Após reforma, viveiro municipal poderá produzir até dez mil mudas

imagemO viveiro municipal- situado na escola Miguel Arraes, no bairro Henrique Leite, zona norte de Petrolina- está de cara nova. Há poucos dias, técnicos da Agência do Meio Ambiente (AMMA) estiveram no local e fizeram um trabalho de recuperação que incluiu a troca das estacas por madeiras tratadas e melhorias no sistema de irrigação. A expectativa é de que agora o ambiente possa ser aproveitado em sua total capacidade, chegando a produzir futuramente até dez mil mudas que serão distribuídas para a populaçao.

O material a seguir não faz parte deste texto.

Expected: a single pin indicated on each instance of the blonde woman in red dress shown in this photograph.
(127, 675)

“Atualmente nós temos uma média de duas mil mudas de espécies nativas da caatinga. Com essa implementação, preparamos o viveiro para ter mais capacidade de produção e, desta forma, seguir com um de seus objetivos que é o de disponibilizar plantas que certamente contribuirão para o processo de arborização da cidade”, enfatiza o técnico da AMMA, Francinaldo Ferreira.

Além de produzir mudas para distribuição, o viveiro municipal serve como espaço para educação ambiental. Estudantes de diversas instituições de ensino podem solicitar uma visita ao local, que abriga espécies da caatinga como aroeira, umburana, ipê, dentre outras. As visitas geralmente são acompanhadas pelo ambientalista e membro do setor de Educação Ambiental da AMMA, Vitorio Rodrigues, que aborda sobre as espécies: como adquirir, como plantar, como cuidar. Outros aspectos sobre o Meio Ambiente também são colocados durante as palestras.

“Em pouco mais de dois anos, o viveiro tem conseguido cumprir com o seu papel, que tanto diz respeito à educação ambiental quanto à produção de mudas para arborização da cidade. Com essa reforma, esperamos atingir nossa capacidade de produção e termos uma resposta bem mais rápida para a população”, pontua o diretor presidente da AMMA, Gleidson Castro.

Visitas- Escolas ou instituições que queiram agendar visitas ao viveiro, podem agendar junto ao setor de Educaçao Ambiental da AMMA, através do telefone 87 3866 2779.

Doação de caixas- Caixas de leite longa vida que quando vazias normalmente vão parar no lixo e se constituir em um sério problema ambiental por serem de difícil biodegradação, podem se transformar em um importante elemento aliado da natureza. As embalagens podem ser reproveitadas para o plantio de mudas. Com essa atitude, as caixinhas são reutilizadas por um período entre 8 e 12 meses a mais, tendo como resultado as plantas que nelas são produzidas e a quebra de resistência antes de manda-las de volta para a natureza, considerando que além de ser de difícil degradação, também é de difícil reciclagem.

As cerca de duas mil mudas de espécies nativas e adaptáveis à nossa região que estão no viveiro, já estão dentro de caixinhas de leite. Toda a população pode ajudar no processo. “Quem quiser nos doar caixas de leite basta juntar e entrar em contato para que a gente possa articular como vai fazer a coleta. O mais importante é a pessoa saber que vai contribuir para a diminuição de um impacto ambiental”, frisa o ambientalista Vitório Rodrigues.